A few months after the events, Harris posted a longer, two-and-a-half-hour assemblage from that night that used his own video as well as that of forty-four additional sources. He synchronized the footage so the entire scene unfolded in real time, allowing viewers to watch while following the time of day down to the tenth of a second. (It’s a remarkable achievement in video editing.) And it is there, at the spot marked by Harris as 23:47:37 p.m., that the film picks up a confrontation between the teenager Kyle Rittenhouse and Joe Rosenbaum, a thirty-six-year-old man who suffered from bipolar disease and had only that afternoon been released from a psychiatric hospital where he had been placed for monitoring after a suicide attempt. At 23:48:37 the camera shows Rittenhouse, his AR-15 at the ready, running by a second Car Source garage with Rosenbaum in pursuit. Rosenbaum throws a plastic bag at Rittenhouse, but he misses his target. At 23:48:44, a BLM protester fires a warning shot in the air. The video is unclear on what happens next, but eyewitnesses reported that as they entered the car lot, Rittenhouse turned around to face Rosenbaum, who then reached out in the direction of Rittenhouse’s rifle. In the video, we hear four shots ring out, and Rosenbaum is down.
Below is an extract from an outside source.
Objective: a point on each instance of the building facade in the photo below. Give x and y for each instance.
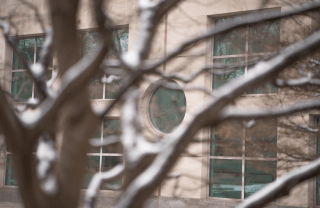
(218, 173)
Rittenhouse waits a few seconds while one of the videographers—McGinniss—kneels to attend to the man. McGinniss tells Rittenhouse to call 911. Instead, he turns and runs from the scene, speaking into his cell phone. You can’t tell from the video, but it’s later reported that he said, audibly, “I just killed somebody!” That exclamation—whether delivered in exaltation or in shock—prompts the crowd to recognize him as a shooter on the loose.

We hear “Cranium that boy! He just shot a man” at 23:49. “Why’d he shoot him?” someone asks incredulously. “Why?” In fear, some people run from Rittenhouse; others move toward him with the intention of stopping him in his tracks. Rittenhouse, running down the street, trips and falls.

Anthony Huber, a twenty-six-year-old who had been a regular at Kenosha BLM protests, throws his skateboard at Rittenhouse’s head. From the ground, in a prone position, Rittenhouse fires his rifle at Huber. In fact, the teenager would shoot three people that night: Rosenbaum, who died of his wounds; Huber, who also died; and Gaige Grosskreutz, a BLM protester who carried a pistol and a medical kit.